Apart Research: Reprogramming AI Models Hackathon

25 Nov 2024

See the writeup here.

At Apart’s mechanistic interpretability hackathon, we explored how large language models respond to adversarial attacks at the feature level. Working with Goodfire’s SDK (docs here), we investigated whether latent activations could help identify harmful prompts.

Research question:

Can latent activations extracted via the Goodfire SDK help classify adversarial versus safe prompts? And can we interpret classifiers to understand something about the attacks?

Introduction

Adversarial inputs can lead language models to generate harmful outputs, posing risks to AI safety and reliability. Current methods struggle to efficiently identify these vulnerabilities. We explored whether examining a model’s internal activations could provide a solution, specifically using sparse autoencoder features to detect adversarial prompts.

Methodology

We developed a method using sparse autoencoder feature activations to detect adversarial prompts in LLaMA-8B model via Goodfire’s SDK. We:

  1. Extracted latent feature activations
  2. Trained logistic regression classifiers
  3. Analysed successful versus unsuccessful attacks

Results

Our classifier successfully distinguished between:

  • Adversarial and safe prompts.
  • Successful and failed attack attempts.

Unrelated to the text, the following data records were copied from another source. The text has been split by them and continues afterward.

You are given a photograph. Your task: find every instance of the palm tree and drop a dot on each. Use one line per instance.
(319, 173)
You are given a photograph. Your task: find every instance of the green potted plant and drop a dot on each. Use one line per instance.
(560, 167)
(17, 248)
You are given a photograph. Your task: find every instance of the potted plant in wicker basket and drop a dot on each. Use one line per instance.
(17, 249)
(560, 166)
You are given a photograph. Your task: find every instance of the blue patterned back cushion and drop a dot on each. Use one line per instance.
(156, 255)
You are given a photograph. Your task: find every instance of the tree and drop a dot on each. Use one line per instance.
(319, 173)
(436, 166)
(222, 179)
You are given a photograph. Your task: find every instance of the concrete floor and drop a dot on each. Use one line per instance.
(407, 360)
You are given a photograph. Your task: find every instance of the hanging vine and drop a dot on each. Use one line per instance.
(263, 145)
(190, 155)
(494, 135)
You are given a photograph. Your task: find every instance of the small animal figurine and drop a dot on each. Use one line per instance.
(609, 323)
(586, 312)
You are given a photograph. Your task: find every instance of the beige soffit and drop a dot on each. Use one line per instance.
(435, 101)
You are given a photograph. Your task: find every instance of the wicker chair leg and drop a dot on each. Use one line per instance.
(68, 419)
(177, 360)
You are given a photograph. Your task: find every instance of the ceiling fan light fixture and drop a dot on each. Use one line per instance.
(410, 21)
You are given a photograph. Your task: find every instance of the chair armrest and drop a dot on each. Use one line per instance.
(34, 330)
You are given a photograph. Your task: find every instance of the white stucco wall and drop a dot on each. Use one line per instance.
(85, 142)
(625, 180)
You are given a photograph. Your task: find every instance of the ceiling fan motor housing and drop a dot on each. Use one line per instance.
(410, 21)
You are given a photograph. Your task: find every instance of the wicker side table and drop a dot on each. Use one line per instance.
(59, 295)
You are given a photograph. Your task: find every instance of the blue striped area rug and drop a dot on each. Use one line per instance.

We use these results to hypothesise that SAE activations could enable automated safety auditing based on model internals.

The full writeup of our results, entitled “Classification on Latent Feature Activation for Detecting Adversarial Prompt Vulnerabilities”, can be found here. We emphasise that this work was all completed during the two-day timeframe of the hackathon, and further validation is needed!